I am interested in this subject as someone whose native tongue is not English, but uses it daily and often also thinks in it -- and has done so for years now.
I appreciate the excellent article linked at the beginning of this thread on why English is "so weird."
Well, I agree with much in the article, but I am not convinced that English is specially weird. Or weirder than, let's say German, Spanish, French, Portuguese, Japanese, Greek or Italian. Or Chinese. In fact, of the several languages spoken in the British Isles, I would say that we are fortunate that were the English that predominated in the 16th -19th centuries British conquest of much of the non-European world. Because I seriously doubt millions of us would be better off if we had to learn Welsh instead of English to get on in any of the relevant and, or interesting world-wide businesses of our Age. Not that we couldn't do it: after all the Welsh do just that (as long as they can find people abroad to correspond with, or talk to in this language about some matter of importance to them). But is the essential simplicity of English grammar that I believe makes it hands-down the better choice, among European official national languages at least.
One and only one thing has been a source of difficulty for those of us who are native speakers of phonetic languages written using some straightforward variant of the Roman alphabet. (A combination that made it possible for me, not at all gifted in this regard, to read children books and to write a few short stories at age five, just a few weeks after graduating from drawing squiggles on gridded paper to loosen my hand enough to write words using the letters of the alphabet, once I learned to pronounce them in their (in my written language) unique and unvarying ways. Not being myself at all unique in this respect among my classmates at a local kindergarten run by both severe and immensely helpful Catholic nouns).
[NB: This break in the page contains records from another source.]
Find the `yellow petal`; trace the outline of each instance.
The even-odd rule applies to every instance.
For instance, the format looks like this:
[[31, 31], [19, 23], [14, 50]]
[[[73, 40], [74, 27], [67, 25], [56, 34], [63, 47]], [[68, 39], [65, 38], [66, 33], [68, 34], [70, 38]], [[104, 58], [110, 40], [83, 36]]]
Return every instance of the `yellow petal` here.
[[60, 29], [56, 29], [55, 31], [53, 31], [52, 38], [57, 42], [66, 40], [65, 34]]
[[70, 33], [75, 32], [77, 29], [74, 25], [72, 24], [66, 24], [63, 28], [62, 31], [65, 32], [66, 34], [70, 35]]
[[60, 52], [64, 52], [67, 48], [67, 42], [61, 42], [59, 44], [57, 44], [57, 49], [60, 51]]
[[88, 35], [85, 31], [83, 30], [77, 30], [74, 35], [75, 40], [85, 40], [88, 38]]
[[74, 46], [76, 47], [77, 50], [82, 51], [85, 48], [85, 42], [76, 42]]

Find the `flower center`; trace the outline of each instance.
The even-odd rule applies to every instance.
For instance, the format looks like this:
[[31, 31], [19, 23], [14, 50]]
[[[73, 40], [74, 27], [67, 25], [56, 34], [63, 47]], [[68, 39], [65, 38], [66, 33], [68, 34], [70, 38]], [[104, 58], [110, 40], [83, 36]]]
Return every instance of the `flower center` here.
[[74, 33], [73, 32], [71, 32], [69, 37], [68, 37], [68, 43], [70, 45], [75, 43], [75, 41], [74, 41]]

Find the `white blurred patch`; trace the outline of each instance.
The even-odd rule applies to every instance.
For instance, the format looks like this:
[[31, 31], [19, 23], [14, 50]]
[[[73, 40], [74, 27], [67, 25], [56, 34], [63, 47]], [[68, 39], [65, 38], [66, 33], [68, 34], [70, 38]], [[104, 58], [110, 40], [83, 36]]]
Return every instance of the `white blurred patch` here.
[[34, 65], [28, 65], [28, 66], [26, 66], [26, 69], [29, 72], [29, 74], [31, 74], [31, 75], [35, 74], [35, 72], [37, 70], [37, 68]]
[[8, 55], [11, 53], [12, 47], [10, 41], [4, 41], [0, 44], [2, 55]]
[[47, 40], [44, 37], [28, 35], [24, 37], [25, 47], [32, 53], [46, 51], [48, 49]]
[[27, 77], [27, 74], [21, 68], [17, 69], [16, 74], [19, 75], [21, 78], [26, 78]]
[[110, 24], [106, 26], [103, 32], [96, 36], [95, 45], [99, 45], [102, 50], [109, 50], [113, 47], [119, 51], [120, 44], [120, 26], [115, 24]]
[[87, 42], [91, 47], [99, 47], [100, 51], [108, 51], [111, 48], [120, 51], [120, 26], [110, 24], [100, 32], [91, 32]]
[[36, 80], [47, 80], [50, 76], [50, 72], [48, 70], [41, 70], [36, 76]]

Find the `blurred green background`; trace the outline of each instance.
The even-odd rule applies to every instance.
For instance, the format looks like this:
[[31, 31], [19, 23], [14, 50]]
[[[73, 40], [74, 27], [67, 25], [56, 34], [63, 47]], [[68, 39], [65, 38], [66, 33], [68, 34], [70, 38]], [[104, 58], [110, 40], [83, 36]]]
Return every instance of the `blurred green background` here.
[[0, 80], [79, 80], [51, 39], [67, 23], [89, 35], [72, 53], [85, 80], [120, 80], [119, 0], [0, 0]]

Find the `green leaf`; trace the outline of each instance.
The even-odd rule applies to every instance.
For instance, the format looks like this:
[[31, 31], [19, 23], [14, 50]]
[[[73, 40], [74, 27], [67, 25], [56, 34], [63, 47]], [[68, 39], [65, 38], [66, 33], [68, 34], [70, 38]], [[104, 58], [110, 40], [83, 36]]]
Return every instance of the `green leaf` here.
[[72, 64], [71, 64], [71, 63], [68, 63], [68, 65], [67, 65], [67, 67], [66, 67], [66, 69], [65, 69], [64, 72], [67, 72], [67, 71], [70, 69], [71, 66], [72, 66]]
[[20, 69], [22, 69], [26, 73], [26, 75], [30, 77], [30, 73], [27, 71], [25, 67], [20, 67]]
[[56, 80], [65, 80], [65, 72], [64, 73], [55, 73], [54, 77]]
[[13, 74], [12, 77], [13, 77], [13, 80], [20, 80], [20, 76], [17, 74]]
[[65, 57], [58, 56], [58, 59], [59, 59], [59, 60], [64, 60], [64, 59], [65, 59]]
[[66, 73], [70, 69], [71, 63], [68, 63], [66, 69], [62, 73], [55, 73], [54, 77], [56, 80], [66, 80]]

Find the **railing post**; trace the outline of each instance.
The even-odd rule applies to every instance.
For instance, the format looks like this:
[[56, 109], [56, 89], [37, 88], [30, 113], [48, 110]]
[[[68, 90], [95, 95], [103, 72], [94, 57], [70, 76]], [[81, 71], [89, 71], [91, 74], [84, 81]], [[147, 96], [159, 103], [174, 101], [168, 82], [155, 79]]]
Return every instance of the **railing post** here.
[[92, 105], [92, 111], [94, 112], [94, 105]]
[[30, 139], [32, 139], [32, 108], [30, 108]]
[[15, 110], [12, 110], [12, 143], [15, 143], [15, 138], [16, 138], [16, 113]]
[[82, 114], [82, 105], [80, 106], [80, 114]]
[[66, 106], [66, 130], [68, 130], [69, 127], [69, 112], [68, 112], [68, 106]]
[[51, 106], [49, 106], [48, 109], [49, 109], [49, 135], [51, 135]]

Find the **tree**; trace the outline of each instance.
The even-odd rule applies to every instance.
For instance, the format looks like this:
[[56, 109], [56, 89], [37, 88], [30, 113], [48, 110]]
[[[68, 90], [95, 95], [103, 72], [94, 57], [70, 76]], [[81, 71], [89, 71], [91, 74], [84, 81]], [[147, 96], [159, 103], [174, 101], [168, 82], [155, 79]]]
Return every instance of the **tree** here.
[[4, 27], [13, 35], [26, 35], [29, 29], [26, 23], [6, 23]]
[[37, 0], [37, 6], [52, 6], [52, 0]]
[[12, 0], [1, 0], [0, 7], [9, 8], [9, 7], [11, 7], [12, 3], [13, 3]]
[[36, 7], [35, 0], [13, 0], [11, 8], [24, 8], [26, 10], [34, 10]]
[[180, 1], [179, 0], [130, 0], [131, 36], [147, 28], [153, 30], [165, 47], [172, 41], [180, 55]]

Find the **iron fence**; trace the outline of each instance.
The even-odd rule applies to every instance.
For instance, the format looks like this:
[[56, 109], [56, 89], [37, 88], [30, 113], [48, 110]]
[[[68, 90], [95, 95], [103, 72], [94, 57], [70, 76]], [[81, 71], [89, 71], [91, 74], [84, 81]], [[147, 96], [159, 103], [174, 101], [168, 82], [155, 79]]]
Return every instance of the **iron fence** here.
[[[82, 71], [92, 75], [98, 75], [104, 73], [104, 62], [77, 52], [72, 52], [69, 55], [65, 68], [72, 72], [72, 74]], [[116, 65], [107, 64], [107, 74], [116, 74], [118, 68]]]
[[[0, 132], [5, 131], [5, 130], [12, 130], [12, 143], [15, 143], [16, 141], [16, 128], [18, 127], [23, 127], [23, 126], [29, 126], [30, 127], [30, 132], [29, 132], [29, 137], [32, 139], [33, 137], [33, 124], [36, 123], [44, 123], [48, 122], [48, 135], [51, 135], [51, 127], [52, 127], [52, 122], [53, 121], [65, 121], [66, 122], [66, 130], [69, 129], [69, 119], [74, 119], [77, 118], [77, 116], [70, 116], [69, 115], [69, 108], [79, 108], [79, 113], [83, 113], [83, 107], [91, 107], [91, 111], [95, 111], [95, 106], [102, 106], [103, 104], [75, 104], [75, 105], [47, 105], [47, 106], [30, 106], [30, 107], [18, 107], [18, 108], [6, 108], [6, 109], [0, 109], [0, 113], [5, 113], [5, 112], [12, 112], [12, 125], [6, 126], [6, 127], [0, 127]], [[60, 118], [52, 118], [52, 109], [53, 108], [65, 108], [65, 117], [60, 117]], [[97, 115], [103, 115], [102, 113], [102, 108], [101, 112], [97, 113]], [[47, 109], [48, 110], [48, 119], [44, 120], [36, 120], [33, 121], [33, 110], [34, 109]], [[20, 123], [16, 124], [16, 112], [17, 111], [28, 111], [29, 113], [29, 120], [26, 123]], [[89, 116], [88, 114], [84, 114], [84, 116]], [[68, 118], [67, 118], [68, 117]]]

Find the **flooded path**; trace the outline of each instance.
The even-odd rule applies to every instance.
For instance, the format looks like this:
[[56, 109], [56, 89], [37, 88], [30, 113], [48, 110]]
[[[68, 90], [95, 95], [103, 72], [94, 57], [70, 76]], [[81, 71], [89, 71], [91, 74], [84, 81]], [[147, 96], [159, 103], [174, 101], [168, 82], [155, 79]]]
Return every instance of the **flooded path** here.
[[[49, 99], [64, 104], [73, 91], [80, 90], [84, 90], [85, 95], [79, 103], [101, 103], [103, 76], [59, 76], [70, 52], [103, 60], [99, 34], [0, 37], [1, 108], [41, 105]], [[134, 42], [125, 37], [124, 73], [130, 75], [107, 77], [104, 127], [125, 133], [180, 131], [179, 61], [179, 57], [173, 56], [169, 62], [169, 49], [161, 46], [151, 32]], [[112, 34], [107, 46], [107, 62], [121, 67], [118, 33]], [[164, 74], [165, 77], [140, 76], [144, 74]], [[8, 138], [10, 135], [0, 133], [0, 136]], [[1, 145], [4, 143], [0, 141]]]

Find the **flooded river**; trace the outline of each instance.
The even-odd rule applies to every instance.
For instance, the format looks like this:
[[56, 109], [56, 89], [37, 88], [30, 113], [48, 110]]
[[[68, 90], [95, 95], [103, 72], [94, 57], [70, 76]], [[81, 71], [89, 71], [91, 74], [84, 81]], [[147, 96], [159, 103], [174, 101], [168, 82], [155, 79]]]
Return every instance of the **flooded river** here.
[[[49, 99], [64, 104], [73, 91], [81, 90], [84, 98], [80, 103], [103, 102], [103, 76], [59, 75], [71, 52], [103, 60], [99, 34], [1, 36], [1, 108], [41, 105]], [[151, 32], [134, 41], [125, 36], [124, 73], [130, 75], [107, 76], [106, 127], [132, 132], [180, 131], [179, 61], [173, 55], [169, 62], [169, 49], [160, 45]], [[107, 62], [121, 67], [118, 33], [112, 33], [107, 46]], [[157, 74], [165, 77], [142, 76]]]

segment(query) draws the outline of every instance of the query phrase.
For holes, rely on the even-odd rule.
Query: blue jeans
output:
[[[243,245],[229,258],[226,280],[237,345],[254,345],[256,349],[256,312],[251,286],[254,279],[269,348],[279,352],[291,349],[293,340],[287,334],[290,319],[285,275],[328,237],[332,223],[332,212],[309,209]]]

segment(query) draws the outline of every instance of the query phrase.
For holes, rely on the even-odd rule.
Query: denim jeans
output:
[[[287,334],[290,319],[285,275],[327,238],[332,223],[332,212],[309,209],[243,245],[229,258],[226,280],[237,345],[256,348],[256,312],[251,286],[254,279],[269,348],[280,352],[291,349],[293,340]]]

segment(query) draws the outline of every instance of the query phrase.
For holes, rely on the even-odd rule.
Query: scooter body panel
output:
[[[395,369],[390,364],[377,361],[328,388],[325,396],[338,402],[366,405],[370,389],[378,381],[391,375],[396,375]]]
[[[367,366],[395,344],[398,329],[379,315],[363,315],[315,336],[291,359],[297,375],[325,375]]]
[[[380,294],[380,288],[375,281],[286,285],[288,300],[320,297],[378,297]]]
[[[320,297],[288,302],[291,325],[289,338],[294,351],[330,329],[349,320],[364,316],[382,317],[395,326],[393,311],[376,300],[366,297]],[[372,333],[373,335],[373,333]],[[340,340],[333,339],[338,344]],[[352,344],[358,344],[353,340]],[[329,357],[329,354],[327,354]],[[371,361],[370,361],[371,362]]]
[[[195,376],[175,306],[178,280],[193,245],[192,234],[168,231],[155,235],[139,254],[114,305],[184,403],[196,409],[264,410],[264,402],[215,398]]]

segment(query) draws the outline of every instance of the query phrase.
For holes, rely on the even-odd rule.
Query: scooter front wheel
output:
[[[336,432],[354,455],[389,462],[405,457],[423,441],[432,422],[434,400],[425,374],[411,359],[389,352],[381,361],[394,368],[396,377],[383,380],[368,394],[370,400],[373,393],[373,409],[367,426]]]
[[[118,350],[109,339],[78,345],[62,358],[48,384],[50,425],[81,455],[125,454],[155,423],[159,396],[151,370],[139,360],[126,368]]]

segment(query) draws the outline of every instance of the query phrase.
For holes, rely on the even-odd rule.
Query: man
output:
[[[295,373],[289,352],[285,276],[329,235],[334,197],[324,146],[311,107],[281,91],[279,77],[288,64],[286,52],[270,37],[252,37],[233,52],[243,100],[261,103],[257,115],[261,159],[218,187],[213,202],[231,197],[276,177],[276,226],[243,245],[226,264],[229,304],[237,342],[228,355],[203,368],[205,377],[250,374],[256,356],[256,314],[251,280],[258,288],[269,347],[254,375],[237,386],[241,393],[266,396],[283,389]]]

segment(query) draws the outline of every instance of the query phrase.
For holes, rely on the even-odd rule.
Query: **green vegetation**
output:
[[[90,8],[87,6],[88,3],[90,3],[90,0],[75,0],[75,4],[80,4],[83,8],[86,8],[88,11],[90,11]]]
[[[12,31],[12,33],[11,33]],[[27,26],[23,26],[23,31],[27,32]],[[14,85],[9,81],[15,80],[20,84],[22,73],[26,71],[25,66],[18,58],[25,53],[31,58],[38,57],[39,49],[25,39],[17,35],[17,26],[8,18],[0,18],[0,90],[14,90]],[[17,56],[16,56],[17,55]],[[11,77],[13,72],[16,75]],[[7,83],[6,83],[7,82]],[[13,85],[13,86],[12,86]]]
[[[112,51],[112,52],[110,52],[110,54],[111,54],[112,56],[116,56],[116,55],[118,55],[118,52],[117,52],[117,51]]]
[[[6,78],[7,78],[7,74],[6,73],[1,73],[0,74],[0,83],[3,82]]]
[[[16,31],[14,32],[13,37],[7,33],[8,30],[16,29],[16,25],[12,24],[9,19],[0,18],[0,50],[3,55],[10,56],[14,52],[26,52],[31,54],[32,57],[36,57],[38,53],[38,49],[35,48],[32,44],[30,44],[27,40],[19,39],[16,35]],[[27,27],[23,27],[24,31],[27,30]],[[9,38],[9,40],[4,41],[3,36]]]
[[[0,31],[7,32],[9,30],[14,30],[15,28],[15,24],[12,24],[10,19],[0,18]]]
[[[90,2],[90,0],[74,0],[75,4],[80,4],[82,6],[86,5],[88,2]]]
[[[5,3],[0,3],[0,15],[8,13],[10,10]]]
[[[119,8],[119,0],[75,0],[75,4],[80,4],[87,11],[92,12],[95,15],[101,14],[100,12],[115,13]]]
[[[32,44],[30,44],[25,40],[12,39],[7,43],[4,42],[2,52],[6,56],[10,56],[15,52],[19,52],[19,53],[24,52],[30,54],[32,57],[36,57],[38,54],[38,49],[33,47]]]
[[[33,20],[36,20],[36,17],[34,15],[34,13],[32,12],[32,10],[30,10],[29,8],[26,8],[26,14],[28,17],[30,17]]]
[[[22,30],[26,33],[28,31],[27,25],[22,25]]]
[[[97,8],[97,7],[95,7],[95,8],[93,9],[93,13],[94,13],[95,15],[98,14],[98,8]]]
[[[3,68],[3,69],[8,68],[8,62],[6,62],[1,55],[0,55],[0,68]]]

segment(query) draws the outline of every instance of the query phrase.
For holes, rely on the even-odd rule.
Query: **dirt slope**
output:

And that one thing that was for me an impediment to switch languages to English? It's exuberantly and vaguely, almost rule-free spelling and pronunciation of written words and the self-indulging use of diphthongs and triphthongs, those continuous slides through series of sometimes partially unwritten vowels used for no particular reason, often at the ends of words. Slides that come naturally to English speakers, who consequently mispronounce, to mention a simple, common example, the "o" ending in Italian and Spanish words as "ou" and not as "oh." That to some speakers of those languages can be aggravating, because it seems to be done on purpose to annoy them.
Take for example phonetic languages, such as German (or my native one, Spanish). I can pick up any text written in German and pronounce it clearly and intelligibly enough to be well-understood by native German speakers ... even without having the slightest idea of what is that I am reading. Of course, once I learn the words, I could do both with no problems whatsoever. Now writing complex sentences using correctly the complex German grammar on top of that, well ... that is a different story.
Therefore, all things considered, having studied closely both languages for very immediate and practical reasons that had to do with getting on with my life in places where they are spoken, I am very glad that English, with its simplified grammar, not German, with its old and complex one, for example, is the most used language today, by many living in most countries, world-wide. That is our own Age true Lingua Franca, the one that has let me speak with, write to, befriend and love people that were born and grew up in places where other languages I did not know and probably will never learn, are their own native tongues.